Kim Updegrove, President of the Human Milk Banking Association of North America, says with stocks limited, donor milk goes to level-three neonatal intensive care infants. The standard of care for these preterm babies weighing 53 ounces or less is a breast milk only diet.

Alaska’s only level-three NICU is in Providence Hospital in Anchorage. Providence sources the majority of its donor milk from Colorado— about 700 ounces per week for 42-hundred dollars. A milk bank in Alaska would not only cut shipping costs but also increase the state’s milk security and bolster national supplies of what Updegrove calls a “scarce resource.”
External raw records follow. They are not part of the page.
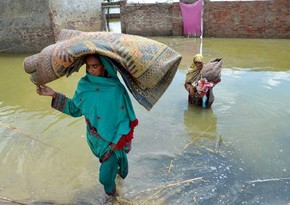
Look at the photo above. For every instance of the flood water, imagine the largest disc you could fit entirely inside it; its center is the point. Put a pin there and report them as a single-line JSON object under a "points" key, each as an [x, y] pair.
{"points": [[237, 152]]}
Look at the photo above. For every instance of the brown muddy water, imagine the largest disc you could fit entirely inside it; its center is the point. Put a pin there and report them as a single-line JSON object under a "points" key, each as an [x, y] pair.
{"points": [[237, 152]]}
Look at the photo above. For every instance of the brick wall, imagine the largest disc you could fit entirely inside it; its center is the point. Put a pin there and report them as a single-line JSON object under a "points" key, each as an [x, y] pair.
{"points": [[29, 26], [250, 19], [237, 19], [25, 27], [147, 19]]}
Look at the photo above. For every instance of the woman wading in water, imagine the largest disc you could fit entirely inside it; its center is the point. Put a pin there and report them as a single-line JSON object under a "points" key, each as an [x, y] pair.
{"points": [[104, 102]]}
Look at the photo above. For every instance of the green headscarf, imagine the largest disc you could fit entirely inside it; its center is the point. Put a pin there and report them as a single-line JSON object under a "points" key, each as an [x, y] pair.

“Currently, the Alaskan NICUs are getting that milk from other states. So they are feeding donor human milk to their babies, which is great but they are missing out on the opportunity to say to the Alaskans, you can take care of the babies born in this state and your milk is optimal for your baby and lifesaving for pre-term babies.”

If the proposal passes, it will be the first combined blood and milk bank in the country. Dr. Means says the combination makes sense. Both banks require similar operations, and the consolidation reduces redundancies in infrastructure and staffing. And the proposal, Means says, has already received widespread support, often unsolicited, from the medical community, state and local governments, and moms.

“Everywhere we turn, we have the support of anybody who’s involved in the care of mothers and babies.”

The Bank is waiting on the board’s decision. The Blood Bank should break ground on a new building in May, and the facility includes space for a milk center. Means says after receiving approval, the Milk Bank could begin operating in six months.